NEWPORT CITY – A boat ride can be a very tranquil thing to do on a warm sunny day, but don’t let a delightful trip have a tragic ending.
“You have to be safe when you’re boating,” said Newport City Fire Chief Jamie LeClair Monday.
Boaters should know the water they are in and should tell someone where they are going. Boaters should not go out alone. They should be aware of the weather, which includes having a radio that receives broadcasts from the National Weather Service.
“If it starts clouding up, if there’s a chance of thunder showers or you see lightning, get off the lake,” said Chief LeClair.
Boaters should also have radios that receive commercial broadcast stations, a GPS, a cell phone and a marine band radio. Boaters should have blankets and a flashlight with extra batteries. There should be a Coast Guard approved life vest for each person on the boat. Children should not wear adult sized life vests.

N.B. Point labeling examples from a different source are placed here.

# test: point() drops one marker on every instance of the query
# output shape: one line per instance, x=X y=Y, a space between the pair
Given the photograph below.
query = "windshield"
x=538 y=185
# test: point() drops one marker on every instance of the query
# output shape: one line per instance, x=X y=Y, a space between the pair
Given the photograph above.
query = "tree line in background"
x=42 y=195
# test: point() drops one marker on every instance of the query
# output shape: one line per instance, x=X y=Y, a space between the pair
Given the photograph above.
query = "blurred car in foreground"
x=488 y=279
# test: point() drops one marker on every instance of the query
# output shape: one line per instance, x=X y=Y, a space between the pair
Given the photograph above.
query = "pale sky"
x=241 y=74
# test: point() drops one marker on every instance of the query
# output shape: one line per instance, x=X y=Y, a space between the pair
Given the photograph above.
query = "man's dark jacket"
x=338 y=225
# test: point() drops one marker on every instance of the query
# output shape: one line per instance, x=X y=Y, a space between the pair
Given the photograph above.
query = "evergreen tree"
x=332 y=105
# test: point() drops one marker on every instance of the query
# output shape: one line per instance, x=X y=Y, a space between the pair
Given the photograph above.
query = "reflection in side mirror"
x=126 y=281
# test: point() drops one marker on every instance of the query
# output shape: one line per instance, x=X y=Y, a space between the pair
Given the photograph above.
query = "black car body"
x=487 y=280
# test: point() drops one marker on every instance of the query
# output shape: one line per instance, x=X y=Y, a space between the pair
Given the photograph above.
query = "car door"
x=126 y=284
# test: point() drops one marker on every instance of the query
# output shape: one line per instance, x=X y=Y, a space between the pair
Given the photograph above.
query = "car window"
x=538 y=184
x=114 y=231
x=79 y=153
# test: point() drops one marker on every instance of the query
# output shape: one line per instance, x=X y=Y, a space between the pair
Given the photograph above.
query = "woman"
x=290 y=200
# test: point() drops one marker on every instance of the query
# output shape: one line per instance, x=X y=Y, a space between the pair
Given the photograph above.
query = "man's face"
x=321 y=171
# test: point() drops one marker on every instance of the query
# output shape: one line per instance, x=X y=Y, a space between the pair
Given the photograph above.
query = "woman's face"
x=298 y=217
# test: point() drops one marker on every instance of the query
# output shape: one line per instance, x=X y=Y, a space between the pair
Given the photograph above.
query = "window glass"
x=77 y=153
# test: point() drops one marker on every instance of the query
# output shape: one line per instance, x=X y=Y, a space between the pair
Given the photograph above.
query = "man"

“It’s not one-size-fits-all anymore,” said LeClair. “If they are faded or torn, they should be replaced.”
Boaters should check the life vests before every trip but, at a minimum, at least once a year. The check should include making sure all the clips are in place and the vests are not torn or faded. Faded vests means they are old and are not as effective as they were when new.
The vests should be easily accessible by everyone on the boat and not kept in a bag or cabinet.
“The vests should be someplace so if there is an incident you can grab them and put them on immediately,” LeClair said. “If you have a fire on your boat, you don’t want to be looking for a life vest.”
Better yet, LeClair suggests that each person, kids at least, wear his or her life vest at all times. A floatable boat seat might be an option in an emergency, but it does not replace a life jacket. Each person on the boat should know how to swim.
Anyone born after Jan. 1, 1974, needs to take an online state boating class and test. Boaters should not drink alcohol while on the water. In fact, it's against the law to do so if you are operating a motorized boat.
“It’s no different than driving a car,” said LeClair. “If you’re impaired, you’re impaired. A lot of accidents with boats are caused by impaired drivers. Other accidents are caused by inexperienced boaters.”